Bugünlerde yeniden gündeme gelen ‘‘ara rejim’’ tartışmaları bana ‘‘muhtıra’’ kavramını ve arşivimde bulunan birkaç eski muhtırayı hatırlattı. ‘‘Hırsız, alçak, namussuz’’ diye başlayan ve ‘‘Hemen istifa et, yoksa canından olursun’’ cümlesiyle biten eski muhtıralar bugünkülerden çok farklıydı...

‘‘Muhtıra’’ sözü Arapça'nın ‘‘hatara’’ kökünden gelir. ‘‘Hatırlatma, unutturmama’’ demektir. Bir anlamı daha vardır muhtıranın: Eski dilde günlük işlerin, masrafların ve hatta sevilen şiirlerin not edildiği kâğıtlara da ‘‘muhtıra’’ denir.

‘‘Muhtıra’’, siyaset sözlüğüne girince akla başka bir kavram getirir: Genellikle ‘‘Bilginize’’ sözüyle nihayet bulan, birkaç paragraftan ibaret olan ama etkileri uzun seneler devam eden çok daha önemli ‘‘hatırlatma notları’’ düşünürüz...

Bizde bu tür ‘‘muhtıra’’ların 90 küsur yıllık bir geçmişi vardır.

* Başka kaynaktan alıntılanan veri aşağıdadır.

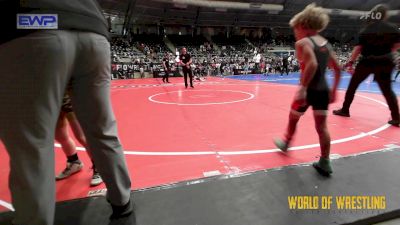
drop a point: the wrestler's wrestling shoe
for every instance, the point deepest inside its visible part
(281, 144)
(323, 166)
(72, 168)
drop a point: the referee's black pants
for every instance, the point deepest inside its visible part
(187, 72)
(382, 69)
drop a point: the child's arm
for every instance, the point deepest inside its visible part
(333, 64)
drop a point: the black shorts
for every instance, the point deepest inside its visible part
(318, 100)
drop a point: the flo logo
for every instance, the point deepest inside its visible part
(371, 15)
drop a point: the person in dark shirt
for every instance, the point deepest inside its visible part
(167, 68)
(376, 43)
(185, 61)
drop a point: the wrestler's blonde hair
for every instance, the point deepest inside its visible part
(312, 17)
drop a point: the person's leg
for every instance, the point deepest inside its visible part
(185, 73)
(190, 78)
(382, 77)
(323, 166)
(298, 108)
(80, 136)
(30, 99)
(74, 165)
(397, 74)
(167, 76)
(92, 104)
(320, 118)
(62, 136)
(362, 71)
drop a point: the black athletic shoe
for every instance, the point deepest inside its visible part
(395, 123)
(121, 211)
(340, 112)
(323, 167)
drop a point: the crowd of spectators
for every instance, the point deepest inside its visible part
(222, 56)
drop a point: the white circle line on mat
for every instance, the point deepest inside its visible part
(151, 98)
(264, 151)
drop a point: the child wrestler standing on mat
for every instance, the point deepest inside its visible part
(314, 54)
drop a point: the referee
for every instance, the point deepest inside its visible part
(377, 41)
(185, 61)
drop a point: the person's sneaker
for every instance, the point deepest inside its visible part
(341, 112)
(394, 122)
(281, 144)
(96, 179)
(72, 168)
(121, 211)
(323, 167)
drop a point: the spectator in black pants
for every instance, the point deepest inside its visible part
(377, 41)
(167, 68)
(185, 61)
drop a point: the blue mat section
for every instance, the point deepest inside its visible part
(293, 79)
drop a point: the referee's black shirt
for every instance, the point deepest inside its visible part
(378, 38)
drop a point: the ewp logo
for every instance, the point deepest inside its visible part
(371, 15)
(37, 21)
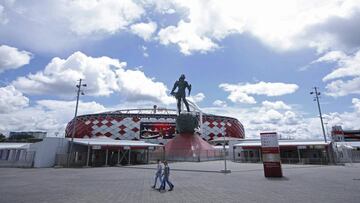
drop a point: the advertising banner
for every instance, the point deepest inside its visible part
(271, 154)
(157, 130)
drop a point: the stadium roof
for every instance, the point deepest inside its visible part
(257, 143)
(105, 141)
(8, 145)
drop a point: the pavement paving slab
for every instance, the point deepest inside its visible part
(194, 182)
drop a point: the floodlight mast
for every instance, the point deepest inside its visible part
(318, 103)
(79, 91)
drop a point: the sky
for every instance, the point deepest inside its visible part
(255, 60)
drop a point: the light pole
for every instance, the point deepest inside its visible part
(327, 130)
(225, 168)
(74, 120)
(317, 100)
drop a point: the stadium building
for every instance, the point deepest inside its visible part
(156, 125)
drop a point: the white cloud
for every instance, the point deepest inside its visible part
(240, 92)
(339, 88)
(103, 76)
(197, 98)
(348, 66)
(12, 58)
(220, 103)
(11, 99)
(276, 105)
(288, 123)
(3, 18)
(47, 115)
(145, 53)
(144, 30)
(356, 104)
(187, 39)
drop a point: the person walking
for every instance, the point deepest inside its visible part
(165, 179)
(158, 173)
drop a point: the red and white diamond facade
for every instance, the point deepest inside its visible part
(139, 124)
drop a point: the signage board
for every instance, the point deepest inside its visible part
(157, 130)
(96, 147)
(271, 154)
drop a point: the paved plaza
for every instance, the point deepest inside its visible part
(194, 182)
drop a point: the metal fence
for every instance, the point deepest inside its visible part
(186, 155)
(18, 158)
(347, 156)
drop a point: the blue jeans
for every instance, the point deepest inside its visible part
(158, 176)
(164, 181)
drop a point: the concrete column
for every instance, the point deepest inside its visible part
(129, 156)
(106, 157)
(88, 157)
(118, 157)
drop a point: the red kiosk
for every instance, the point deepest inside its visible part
(271, 154)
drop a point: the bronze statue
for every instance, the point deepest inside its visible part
(181, 84)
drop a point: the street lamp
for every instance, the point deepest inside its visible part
(224, 148)
(79, 91)
(317, 100)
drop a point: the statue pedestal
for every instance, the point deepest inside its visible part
(189, 147)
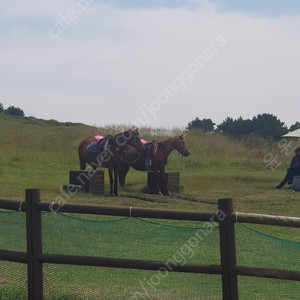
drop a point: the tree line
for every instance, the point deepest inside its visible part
(264, 125)
(12, 110)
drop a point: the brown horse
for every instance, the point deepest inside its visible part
(108, 154)
(133, 159)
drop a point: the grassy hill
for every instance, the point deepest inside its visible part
(39, 154)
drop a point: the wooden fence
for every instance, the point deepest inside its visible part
(228, 269)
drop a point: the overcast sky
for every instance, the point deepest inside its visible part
(153, 63)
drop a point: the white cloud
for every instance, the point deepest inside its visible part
(108, 63)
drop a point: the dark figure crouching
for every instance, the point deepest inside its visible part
(292, 171)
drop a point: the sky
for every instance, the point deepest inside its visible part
(150, 63)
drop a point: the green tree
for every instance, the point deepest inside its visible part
(295, 126)
(204, 124)
(268, 126)
(14, 111)
(237, 128)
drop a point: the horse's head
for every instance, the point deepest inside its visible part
(179, 145)
(129, 137)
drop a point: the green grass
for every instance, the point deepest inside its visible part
(39, 154)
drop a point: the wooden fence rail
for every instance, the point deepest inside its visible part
(34, 258)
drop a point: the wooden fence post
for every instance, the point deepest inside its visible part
(34, 245)
(228, 251)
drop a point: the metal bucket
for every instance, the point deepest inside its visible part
(296, 183)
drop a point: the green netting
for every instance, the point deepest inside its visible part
(82, 283)
(164, 240)
(13, 231)
(131, 238)
(13, 280)
(257, 249)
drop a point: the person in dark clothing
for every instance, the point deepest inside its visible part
(292, 171)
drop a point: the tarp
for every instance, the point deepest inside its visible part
(295, 133)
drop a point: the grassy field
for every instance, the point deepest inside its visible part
(39, 154)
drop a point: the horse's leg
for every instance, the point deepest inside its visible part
(110, 180)
(163, 180)
(82, 162)
(123, 172)
(116, 174)
(156, 182)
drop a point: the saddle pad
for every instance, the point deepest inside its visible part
(92, 147)
(98, 138)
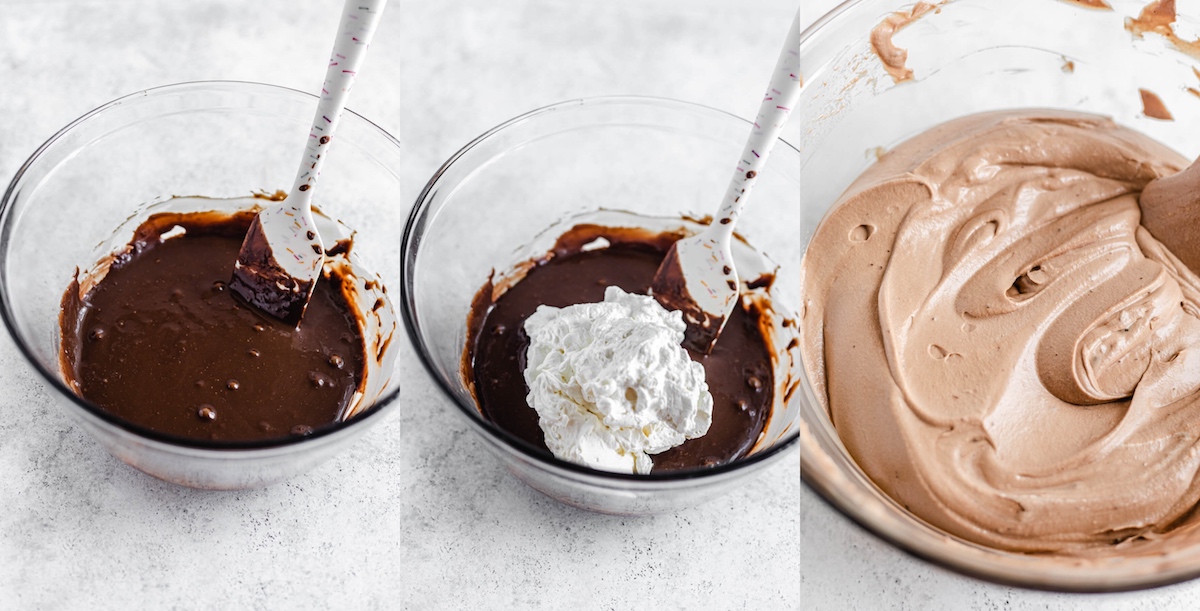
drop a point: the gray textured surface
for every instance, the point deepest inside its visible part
(845, 568)
(417, 515)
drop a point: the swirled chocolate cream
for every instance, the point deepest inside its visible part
(1001, 345)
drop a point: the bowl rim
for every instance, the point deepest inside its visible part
(409, 246)
(1065, 577)
(54, 381)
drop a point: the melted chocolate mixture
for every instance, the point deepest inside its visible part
(163, 343)
(738, 370)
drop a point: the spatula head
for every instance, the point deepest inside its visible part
(262, 281)
(697, 277)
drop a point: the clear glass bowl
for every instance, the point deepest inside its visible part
(513, 190)
(126, 160)
(970, 57)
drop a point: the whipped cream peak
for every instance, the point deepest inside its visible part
(611, 382)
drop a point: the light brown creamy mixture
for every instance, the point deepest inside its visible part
(1002, 347)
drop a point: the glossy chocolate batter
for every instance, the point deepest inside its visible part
(738, 370)
(161, 342)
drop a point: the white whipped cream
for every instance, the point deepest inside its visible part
(611, 382)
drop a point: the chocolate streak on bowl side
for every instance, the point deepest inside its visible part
(161, 342)
(739, 371)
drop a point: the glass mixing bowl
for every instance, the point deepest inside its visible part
(970, 57)
(126, 160)
(505, 197)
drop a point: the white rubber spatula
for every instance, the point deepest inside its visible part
(697, 275)
(282, 255)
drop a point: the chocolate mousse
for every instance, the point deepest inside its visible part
(161, 342)
(738, 370)
(1002, 345)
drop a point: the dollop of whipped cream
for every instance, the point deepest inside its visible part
(611, 382)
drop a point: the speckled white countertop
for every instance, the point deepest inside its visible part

Yazılış amaçları genellikle aynı kalmış ama üslupları zamanla değişmiş, çağa uymuş, eski benzerlerine oranla daha nazik bir dille kaleme alınır olmuşlardır. İlk muhtıralardaki ‘‘Ahlâksız ve haysiyetsiz herif! Cezanı canından olmakla göreceksin!’’ gibisinden ifadeler zamanla ‘‘Kararlılığımız’’ yahut ‘‘Bilgilerinize’’ şeklinde tek bir kelimeye dönmüştür...

Bugünlerde yeniden gündeme gelen ‘‘ara rejim’’ tartışması, bana her nedense ‘‘muhtıra’’ kavramını hatırlattı ve bugün artık pek bilmediğimiz eski zamanların muhtıralarından bir örnek vereyim dedim...

Yıl 1908'dir. Zamanın hükümdarı Sultan Abdülhamid Rumeli taraflarından gelen baskılara boyun eğmiş ve 32 yıllık bir aradan sonra 23 Temmuz günü Meşrutiyet'i yeniden ilân etmiştir... İpler yavaş yavaş İttihad ve Terakki Cemiyeti'nin eline geçmeye başlamıştır ve o günlerde adı ‘‘Terakki ve İttihad’’ olan cemiyet 30 küsur senelik mutlakiyet döneminin temizliğinin hazırlığındadır.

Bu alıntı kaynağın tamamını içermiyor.